At this phase I am not looking at net profitability, just the metrics of volatility, profit factor and other absolute values. For example I could increase the size of lots of this backtest by x10, and I would have a net profit of $390,000 rather than $39,000, and a drawdown of 40% instead of 4%. I don’t focus much on metrics that are a function of a number I can play with such as lots risked, which is why I focus mainly on the absolute performance metrics.

But so far things are looking good!

Ah okay, so as long as your risk grows linear rather than exponential to lot size it’ll be fine. I know some EA’S out there that don’t do too well with increasing lot size.

Another ratio you might be interested in is profit /equity drawdown. Note that I use equity, not balance. I use this figure as a risk/reward ratio - it measures how much we would tolerate as a drawdown relative to when one would take profit.

On random martingales, this figure tends to be quite low due to exponential losses made as the shares goes deeper in the rabbit hole.

In theory, what would make more sense from a trading perspective is to have a high profit/equity drawdown. This enforces good behaviour of selling losses quickly and riding profits above and beyond the drawdown %. Hard to achieve in practice, but good practice anyways.

I’ll see if I can dig out an EA that illustrates this later.

I wanted to drop a line about where I am at right now. Over the past week a did a number of things to really clean up the testing and am getting better, more consistent results. The first thing I did was clean up the code. There is too much to get into here, but overall I cleaned up the logic, was able to find a few small bugs, and reworked some of the logic and which ended up producing better results.

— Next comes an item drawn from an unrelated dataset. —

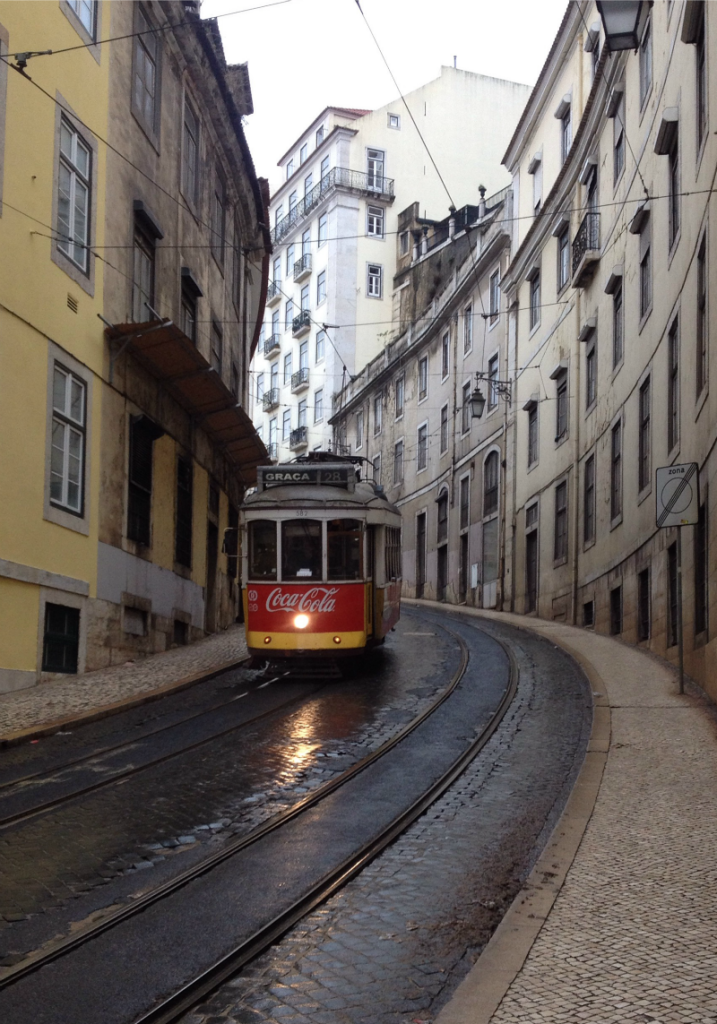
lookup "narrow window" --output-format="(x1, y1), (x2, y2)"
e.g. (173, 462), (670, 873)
(637, 377), (651, 490)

I also dug through the historical data on MT5 and found the data was increasingly poor quality pre 2006. So I changed my backtest from 2006-2011 and my forward test from 2011-2016, which gives me a good 50/50 testing period. I also noticed that from 2006-2010 the spread for the EURUSD is fixed at 2 pips, and starting 2010, it becomes dynamic. Most likely they didn’t have full bid/ask history which is why the fixed 2 pips. That is fine though for 2 reasons, first is that my EA isn’t a scalper, so very small 1-2 pip differences shouldn’t make much of a change to the EA results. Second reason is that many brokers you can now get between 0.1-1 pip spread, so if my EA performs well with a fixed 2 pip spread, running with a smaller live spread should be to its benefit.

The last thing I did was change it’s entry window to the Europe/US session which helped it get in the market at much better times.

I still haven’t added any indicators to the logic so I am excited about the great performance it is currently having without any and how much more potential it will have once I start tailoring it to specific market conditions using some indicators. I have yet to do a full optimization to see how the various features I have added fair, but I ran a quick optimization with just a few features turned on to see what it would spit out. There were quite a few very promising results. I have yet to run forward testing on this.